Implementation check for Kruskal's algorithm used for maze generation

Question

I have a pathfinding project and I want to use Kruskal's algorithm as a maze generator. I am using a rank-based disjoint set data structure to detect cycles, which seems to be the standard way.

However, the mazes that I generate cannot be solved. Which leads me to think that there might be something wrong with my implementation logic.

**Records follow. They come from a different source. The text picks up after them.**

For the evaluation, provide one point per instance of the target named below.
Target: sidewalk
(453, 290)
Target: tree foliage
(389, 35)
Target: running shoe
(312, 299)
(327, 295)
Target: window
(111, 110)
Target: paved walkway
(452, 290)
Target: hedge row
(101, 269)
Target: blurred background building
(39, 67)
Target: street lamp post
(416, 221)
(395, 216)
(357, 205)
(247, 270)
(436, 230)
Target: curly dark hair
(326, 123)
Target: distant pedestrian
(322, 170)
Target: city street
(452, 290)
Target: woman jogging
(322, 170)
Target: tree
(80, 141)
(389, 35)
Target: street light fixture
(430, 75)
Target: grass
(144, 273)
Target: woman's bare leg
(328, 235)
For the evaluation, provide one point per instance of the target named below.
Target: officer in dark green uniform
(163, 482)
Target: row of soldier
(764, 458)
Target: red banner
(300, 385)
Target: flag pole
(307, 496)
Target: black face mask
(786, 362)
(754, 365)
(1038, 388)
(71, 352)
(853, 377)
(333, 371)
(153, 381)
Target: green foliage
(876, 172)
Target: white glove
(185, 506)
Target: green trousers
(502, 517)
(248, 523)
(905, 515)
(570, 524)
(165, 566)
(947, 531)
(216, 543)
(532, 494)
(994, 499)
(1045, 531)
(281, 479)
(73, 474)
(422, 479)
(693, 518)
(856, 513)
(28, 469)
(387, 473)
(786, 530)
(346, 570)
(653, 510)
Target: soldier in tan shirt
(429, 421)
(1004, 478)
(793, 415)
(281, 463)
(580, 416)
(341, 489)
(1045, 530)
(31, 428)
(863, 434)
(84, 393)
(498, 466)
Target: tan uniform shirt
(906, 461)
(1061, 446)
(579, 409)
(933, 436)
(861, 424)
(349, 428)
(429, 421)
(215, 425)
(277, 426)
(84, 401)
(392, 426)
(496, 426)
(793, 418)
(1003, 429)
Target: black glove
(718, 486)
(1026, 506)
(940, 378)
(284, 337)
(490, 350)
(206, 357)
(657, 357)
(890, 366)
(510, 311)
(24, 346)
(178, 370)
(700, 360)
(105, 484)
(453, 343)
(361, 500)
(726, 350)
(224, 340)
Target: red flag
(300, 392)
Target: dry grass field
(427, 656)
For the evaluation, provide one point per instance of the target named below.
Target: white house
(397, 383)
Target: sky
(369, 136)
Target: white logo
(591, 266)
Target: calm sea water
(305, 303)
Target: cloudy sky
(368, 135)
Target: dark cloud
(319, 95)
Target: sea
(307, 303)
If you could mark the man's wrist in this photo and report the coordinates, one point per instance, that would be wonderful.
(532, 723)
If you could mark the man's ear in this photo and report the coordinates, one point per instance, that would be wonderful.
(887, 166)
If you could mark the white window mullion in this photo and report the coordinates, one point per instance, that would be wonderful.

init_walls() //m by n grid of walls
MST = {}
add each node to MST
while MST is not empty
    node = random_node()
    neighborNode = random_neighbor(node) //up, down, left or right
if find(node) not equal to find(neighborNode)
    convertWallToPassage(neighborNode)
    union(node, neighborNode)

delete node from MST

find and union are standard operations in the disjoint set used to detect cycles. If two nodes have the same parent, then they are in the same set and hence forms a cycle. I wonder if there is a gap in my logic, or is my approach flawed?

Answer 1

Kruskal's algorithm iterates through edges, not through vertices. I think it would be better if it looked like:

init_walls() //m by n grid of walls
W = set of all walls
p = 0 //counting the number of passages created
While p < m × n - 1
      (u, v) = random_wall()
  if find(u) ≠ find(v)
       convertWallToPassage(u, v)
       union(u, v)
       p = p + 1

  delete (u, v) from walls

Here, $m\times n$ represents the number of nodes in an $m$ by $n$ grid. You could use the halting condition W is empty, but it is well known that a connected acyclic graph has one more node than edges.